Valdivia is a text adventure game about ancestry, feelings and guts.
It revolves around an unnamed main character, a woman, who is on a quest to save her family from being torn apart. During the 24 hours that she has to save her family, she encounters mysterious spirits of her ancestors. Like her ancestors, she is not one sided; she is passionate, brave, risky, angry, curious and sad.
You can play it here, but this post is a little bit about the process of making it.
Like many projects, the thinking for this was buzzing around for a while but it really came together this summer when I was unemployed and collaging. While browsing for images to use, I found some related to Ecuador in the NY Digital Collection and The Met’s Collection. Those images led me to learning about the people and culture from my grandfather’s hometown: the Valdivia culture.
This inspired me to write a story about families: my own and the families who are being torn apart by the U.S government. The heroine in this game is trying to keep her family together, although the story never states why they may be ripped apart. In my game, there is a magic bullet: the ring. Sadly, there is no such magic bullet in real life but there are ways to help.
After printing and cutting the visuals, I rearranged them to make multiple scenes or collages. Each collage would become a part of the story, or a character in the story. Using the visuals was a helpful constraint in writing the story. Later, I also added secondary visuals from Google photos.
While the visuals helped me form characters and a general story arch, I still had to make multiple endings! This was difficult. Having never written a multiple story ending before, I played around with a few different products. At the beginning, having a visual flow helped to see how many parts I would need. Later, a Google Doc with tables for each section of the story was more useful than the flow. Note that my story is very, very short – so I am not sure if Docs would work well for a longer story.

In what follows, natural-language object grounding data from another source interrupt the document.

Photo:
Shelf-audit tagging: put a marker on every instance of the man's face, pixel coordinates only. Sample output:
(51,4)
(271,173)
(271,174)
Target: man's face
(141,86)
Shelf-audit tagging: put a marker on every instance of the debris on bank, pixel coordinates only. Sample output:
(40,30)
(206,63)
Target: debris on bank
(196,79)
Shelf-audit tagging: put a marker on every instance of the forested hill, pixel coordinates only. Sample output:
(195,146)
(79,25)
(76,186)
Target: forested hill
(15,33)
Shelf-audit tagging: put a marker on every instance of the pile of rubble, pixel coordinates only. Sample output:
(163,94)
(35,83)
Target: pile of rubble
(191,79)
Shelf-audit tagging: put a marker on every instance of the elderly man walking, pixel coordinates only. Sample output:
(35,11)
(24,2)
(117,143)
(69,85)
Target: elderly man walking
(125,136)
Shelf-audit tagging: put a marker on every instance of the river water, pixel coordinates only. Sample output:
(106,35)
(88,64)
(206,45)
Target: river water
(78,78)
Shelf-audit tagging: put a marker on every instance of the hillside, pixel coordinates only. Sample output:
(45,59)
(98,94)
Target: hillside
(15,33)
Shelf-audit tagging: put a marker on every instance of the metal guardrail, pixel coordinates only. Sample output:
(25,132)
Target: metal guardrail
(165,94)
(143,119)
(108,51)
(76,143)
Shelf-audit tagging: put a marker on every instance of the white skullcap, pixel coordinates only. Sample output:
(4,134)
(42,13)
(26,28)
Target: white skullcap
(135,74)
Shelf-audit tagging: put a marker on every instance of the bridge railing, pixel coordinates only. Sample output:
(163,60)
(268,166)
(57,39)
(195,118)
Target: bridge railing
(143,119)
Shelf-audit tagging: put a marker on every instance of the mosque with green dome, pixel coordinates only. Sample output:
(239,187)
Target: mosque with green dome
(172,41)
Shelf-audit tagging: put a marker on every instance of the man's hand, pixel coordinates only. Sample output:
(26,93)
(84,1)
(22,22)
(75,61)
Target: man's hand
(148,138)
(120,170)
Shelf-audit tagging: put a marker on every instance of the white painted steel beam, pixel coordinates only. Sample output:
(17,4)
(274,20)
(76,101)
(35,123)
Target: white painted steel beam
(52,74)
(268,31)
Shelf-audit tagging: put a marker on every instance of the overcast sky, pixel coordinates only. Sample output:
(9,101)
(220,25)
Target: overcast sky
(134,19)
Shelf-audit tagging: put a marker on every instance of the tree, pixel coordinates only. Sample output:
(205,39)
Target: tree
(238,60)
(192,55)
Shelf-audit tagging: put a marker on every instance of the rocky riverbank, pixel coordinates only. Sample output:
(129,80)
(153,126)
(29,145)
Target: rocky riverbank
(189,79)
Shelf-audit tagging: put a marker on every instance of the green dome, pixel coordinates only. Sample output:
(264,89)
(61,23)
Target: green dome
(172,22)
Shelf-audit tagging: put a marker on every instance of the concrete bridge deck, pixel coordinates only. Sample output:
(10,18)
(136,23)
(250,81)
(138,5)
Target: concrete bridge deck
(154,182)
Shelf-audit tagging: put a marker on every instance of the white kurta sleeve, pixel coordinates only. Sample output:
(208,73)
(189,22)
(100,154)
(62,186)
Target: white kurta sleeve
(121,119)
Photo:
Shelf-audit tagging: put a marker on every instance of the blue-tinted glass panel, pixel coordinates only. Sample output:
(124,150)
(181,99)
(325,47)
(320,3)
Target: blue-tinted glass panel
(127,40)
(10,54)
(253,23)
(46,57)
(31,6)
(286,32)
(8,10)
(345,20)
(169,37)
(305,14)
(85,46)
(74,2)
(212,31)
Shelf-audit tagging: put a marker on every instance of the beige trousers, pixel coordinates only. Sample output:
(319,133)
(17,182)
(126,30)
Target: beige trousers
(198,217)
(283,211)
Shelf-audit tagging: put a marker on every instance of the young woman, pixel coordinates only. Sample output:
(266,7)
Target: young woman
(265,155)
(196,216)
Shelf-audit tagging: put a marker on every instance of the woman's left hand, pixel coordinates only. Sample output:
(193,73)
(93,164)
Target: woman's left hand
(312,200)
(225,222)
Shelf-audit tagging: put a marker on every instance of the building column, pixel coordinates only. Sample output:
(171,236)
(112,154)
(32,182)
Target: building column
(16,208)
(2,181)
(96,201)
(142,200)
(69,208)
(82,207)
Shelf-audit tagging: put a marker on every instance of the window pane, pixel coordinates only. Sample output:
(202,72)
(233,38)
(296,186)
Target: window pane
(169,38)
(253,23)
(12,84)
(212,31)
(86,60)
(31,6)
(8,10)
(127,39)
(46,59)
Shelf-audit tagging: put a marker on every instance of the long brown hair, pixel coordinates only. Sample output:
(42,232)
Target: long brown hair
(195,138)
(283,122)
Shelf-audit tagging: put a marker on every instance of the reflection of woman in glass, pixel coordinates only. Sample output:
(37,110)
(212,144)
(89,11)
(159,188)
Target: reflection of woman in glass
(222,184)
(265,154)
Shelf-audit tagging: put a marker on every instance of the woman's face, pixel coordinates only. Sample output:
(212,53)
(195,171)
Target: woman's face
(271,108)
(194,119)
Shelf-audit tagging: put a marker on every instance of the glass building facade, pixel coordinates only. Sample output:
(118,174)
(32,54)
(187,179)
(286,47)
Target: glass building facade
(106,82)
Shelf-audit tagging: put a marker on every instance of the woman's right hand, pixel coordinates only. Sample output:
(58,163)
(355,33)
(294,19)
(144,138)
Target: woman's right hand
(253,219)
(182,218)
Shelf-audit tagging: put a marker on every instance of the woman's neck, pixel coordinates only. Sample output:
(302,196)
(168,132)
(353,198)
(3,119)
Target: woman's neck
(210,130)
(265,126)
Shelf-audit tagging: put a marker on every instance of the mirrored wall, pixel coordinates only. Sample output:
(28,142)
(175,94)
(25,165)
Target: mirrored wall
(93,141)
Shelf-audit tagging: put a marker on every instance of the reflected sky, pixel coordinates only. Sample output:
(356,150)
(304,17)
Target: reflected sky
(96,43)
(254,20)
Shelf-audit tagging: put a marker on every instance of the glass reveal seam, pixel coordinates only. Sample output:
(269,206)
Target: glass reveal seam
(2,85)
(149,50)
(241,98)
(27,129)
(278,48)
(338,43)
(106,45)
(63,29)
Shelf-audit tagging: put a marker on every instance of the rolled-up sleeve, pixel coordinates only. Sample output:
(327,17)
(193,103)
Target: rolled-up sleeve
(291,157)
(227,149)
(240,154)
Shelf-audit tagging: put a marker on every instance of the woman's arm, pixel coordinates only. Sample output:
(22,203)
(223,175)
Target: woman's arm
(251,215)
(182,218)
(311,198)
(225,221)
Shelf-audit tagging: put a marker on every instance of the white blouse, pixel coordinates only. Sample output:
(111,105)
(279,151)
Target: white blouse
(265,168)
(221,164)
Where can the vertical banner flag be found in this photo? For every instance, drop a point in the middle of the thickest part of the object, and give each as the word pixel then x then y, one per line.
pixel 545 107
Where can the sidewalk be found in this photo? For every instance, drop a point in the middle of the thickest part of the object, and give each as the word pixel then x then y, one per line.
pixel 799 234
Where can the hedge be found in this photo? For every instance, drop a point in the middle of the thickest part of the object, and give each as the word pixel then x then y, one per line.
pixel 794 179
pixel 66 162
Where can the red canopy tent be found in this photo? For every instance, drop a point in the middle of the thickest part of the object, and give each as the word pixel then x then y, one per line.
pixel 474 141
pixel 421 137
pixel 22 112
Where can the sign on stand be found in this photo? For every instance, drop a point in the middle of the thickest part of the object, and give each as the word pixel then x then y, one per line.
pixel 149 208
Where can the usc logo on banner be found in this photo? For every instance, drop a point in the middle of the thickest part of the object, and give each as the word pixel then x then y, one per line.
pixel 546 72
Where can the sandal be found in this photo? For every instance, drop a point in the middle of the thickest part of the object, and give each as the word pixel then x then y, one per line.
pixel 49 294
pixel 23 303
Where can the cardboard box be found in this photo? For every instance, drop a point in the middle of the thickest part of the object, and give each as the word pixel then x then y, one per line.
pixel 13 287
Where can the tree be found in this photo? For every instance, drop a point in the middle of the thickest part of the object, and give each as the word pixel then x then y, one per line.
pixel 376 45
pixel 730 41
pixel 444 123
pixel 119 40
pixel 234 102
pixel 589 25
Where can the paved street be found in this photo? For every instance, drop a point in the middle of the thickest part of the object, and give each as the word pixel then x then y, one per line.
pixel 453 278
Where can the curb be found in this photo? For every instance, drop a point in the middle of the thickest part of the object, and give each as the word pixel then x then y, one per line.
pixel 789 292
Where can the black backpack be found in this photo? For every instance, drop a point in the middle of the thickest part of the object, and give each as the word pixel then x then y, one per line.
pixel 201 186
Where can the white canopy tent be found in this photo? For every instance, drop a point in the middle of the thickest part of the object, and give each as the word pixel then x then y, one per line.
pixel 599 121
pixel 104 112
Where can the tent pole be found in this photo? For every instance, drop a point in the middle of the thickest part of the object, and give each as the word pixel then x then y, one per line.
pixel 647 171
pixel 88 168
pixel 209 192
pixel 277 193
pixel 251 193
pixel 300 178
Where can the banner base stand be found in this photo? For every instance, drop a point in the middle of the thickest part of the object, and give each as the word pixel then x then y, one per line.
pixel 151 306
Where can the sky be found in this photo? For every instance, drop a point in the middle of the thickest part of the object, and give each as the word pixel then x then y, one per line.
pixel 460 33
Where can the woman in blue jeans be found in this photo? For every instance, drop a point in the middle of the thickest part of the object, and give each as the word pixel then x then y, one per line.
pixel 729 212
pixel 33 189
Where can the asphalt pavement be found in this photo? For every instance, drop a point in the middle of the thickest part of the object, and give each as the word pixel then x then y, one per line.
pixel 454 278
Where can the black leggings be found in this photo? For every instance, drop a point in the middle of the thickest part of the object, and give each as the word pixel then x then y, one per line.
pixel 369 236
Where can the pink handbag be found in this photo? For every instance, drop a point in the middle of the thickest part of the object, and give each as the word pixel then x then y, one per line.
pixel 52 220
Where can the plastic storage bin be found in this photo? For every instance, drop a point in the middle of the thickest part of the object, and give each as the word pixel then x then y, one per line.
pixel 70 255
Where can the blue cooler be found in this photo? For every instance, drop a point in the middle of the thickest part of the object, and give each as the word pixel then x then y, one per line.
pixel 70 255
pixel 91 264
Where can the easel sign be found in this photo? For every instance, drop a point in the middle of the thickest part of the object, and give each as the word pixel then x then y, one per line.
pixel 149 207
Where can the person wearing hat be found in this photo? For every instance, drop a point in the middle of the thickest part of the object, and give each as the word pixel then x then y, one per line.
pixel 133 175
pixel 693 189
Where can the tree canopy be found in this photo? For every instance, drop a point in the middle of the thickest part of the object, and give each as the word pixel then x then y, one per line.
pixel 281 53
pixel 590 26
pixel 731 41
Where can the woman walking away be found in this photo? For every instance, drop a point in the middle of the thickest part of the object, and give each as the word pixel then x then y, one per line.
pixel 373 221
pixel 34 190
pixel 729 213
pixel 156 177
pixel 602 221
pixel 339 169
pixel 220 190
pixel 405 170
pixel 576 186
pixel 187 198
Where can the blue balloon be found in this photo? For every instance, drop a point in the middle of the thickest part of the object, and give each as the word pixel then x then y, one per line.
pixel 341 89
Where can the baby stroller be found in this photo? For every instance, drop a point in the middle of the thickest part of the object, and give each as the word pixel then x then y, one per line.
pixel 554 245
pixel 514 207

What really helped write it though, was putting the story in code. Luckily, I had begun coding a version of the site over a year beforehand. It began as as an interactive poem about Japan.
Using React and Flexbox – each part of the story is a React state with its’ own copy, images and layout. You can find it on Github here. It was an an exploration of layouts that would force the user to think before making progress – the opposite of an infinite scroll.
Ever since clicking through Olia Lialina’s My Boyfriend Came Back from the War years ago, I’ve wanted to make a type of text game. What I made, however, is much more clear-cut than the lovely abstract poetry of Lialina. I was motivated to make more of a narrative through the game of Morgane Santos and her writing on the subject. At the time I was making Valdivia, Nicole He‘s game also came out, which I loved. Visually I looked to work in the spirit of Frank Chimero’s collages, 90’s Apple and Mondrian.